Before you light those fireworks…
2015 marks the 239th birthday of this glorious nation. 239 years of life, liberty and the pursuit of happiness, guaranteed us by the Constitution and defended by the brave men and women who have fought and died to preserve these precious rights for all of us.
In towns and cities all across the country, people will gather to watch parades and pageants, chow down on all-American fare like hot dogs, hamburgers and corn on the cob.
Some will participate in historical reenactments, baseball games or maybe an old- fashioned pie eating contest. Bells will be rung, bonfires lit, and buildings festooned with red, white and blue bunting. Thousands upon thousands of American flags will be proudly on display at public buildings and private residences. In town squares, “criers” dressed in colonial period clothing will read copies of the Declaration of Independence aloud to attentive and patriotic audiences.
John Adams himself, predicted future celebrations of the Fourth of July in a 1776 letter to his wife Abigail, in which he wrote, “I am apt to believe that it will be celebrated, by succeeding generations, as the great anniversary Festival.”
And of course, we can’t forget the fireworks. Adams mentioned them in his letter as well stating that the day should be celebrated with “…illuminations from one end of this Continent to the other from this time forward forever more.”
Of course, Adams couldn’t possibly have foreseen the sad irony that many of the courageous people who have fought to defend the rights and principles celebrated on the glorious Fourth, would be unable to attend and enjoy these “illuminations” due to Post Traumatic Stress Disorder (PTSD).

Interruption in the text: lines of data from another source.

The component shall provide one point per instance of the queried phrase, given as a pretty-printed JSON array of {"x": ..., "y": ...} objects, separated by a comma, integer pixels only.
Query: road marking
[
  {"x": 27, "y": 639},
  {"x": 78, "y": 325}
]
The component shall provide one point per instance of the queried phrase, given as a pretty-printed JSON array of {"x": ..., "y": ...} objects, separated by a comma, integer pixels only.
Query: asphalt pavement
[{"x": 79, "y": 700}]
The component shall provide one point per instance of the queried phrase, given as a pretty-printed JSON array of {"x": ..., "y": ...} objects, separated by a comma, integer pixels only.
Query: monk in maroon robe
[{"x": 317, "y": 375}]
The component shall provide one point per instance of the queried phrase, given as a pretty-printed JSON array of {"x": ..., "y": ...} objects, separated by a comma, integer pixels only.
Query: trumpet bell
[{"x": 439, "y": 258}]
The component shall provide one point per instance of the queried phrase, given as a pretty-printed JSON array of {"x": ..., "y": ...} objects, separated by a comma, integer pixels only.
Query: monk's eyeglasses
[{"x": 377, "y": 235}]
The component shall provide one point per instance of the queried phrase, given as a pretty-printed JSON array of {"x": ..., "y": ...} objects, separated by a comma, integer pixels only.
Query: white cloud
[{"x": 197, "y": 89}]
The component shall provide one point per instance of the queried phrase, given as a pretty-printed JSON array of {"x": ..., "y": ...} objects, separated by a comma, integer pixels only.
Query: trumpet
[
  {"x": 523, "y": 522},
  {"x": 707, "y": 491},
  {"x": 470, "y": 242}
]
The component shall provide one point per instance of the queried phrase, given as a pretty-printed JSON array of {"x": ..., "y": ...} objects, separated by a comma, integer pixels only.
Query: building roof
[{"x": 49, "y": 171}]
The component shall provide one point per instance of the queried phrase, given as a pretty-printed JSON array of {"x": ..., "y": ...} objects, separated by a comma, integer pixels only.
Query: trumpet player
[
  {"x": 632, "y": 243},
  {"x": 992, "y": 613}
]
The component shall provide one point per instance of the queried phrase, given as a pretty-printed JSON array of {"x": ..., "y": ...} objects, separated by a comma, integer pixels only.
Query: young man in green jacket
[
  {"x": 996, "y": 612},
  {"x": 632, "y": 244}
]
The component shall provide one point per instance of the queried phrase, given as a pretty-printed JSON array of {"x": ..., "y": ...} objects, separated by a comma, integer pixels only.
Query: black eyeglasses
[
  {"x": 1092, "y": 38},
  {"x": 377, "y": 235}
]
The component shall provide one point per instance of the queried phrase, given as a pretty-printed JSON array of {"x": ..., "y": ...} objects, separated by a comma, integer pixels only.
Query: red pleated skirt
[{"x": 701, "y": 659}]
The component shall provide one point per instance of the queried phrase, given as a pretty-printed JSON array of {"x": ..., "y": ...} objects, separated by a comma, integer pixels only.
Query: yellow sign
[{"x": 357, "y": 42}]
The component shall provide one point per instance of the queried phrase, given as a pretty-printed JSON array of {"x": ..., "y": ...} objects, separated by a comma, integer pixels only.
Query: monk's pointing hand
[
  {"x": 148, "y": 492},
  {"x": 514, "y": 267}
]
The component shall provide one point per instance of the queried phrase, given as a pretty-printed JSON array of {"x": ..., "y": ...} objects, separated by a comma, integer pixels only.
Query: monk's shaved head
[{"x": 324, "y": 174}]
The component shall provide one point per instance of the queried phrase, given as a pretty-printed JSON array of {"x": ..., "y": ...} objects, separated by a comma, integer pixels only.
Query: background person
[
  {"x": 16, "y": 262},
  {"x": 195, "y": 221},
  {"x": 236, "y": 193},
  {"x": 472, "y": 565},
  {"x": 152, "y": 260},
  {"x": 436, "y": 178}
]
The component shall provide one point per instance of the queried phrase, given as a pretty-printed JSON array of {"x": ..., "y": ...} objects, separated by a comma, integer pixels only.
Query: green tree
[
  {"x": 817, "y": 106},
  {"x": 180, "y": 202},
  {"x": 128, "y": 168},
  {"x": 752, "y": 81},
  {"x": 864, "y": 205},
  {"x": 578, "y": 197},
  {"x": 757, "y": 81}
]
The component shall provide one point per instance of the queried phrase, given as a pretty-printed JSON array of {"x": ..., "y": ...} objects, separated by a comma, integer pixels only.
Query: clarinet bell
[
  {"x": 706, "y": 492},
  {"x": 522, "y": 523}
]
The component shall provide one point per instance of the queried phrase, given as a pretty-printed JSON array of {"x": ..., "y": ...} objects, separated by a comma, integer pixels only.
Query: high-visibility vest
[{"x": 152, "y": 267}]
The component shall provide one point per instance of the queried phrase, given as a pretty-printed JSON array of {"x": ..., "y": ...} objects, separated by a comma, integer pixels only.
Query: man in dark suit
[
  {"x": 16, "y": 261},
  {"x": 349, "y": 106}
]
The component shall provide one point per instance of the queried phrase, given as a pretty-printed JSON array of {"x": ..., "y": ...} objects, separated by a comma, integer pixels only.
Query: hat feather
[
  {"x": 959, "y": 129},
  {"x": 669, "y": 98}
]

It’s estimated that between 7 and 20 percent of the more than 2.5 million veterans and active duty military personnel who served in Iraq and Afghanistan have developed PTSD. The explosions from fireworks, the flashing glare and the whistling sounds, can trigger emotional reactions that bring back very stressful and painful memories. In some cases a re-experiencing of a traumatic event like a firefight or the death of a friend in combat may characterize the disorder.
These are very real concerns so PLEASE, this Fourth of July, be courteous with fireworks. There are steps we can all take to show our respect, thanks and compassion for our military personnel.
First of all, make yourself aware of veterans who may live near you. Don’t hesitate to open a dialogue with them to find out if fireworks are particularly upsetting.
Consider attending a public display of fireworks instead of setting off your own in the neighborhood. If you decide to set of fireworks, let your neighbors know when and where you’ll be setting them off and how long you expect it to last. Don’t deviate from that schedule. Setting them off at unexpected times during the day could be particularly stressful. Choose a location that is as far away as possible from any veterans in your neighborhood. And don’t go overboard. Keep the number of fireworks you set off to a minimum. Limit them to the Fourth and don’t keep setting them off all weekend.
We owe these brave men and women a great debt of gratitude. Being aware of the effect fireworks can have on them and acting accordingly is the least we can do to say “thank you, for your service and sacrifice”.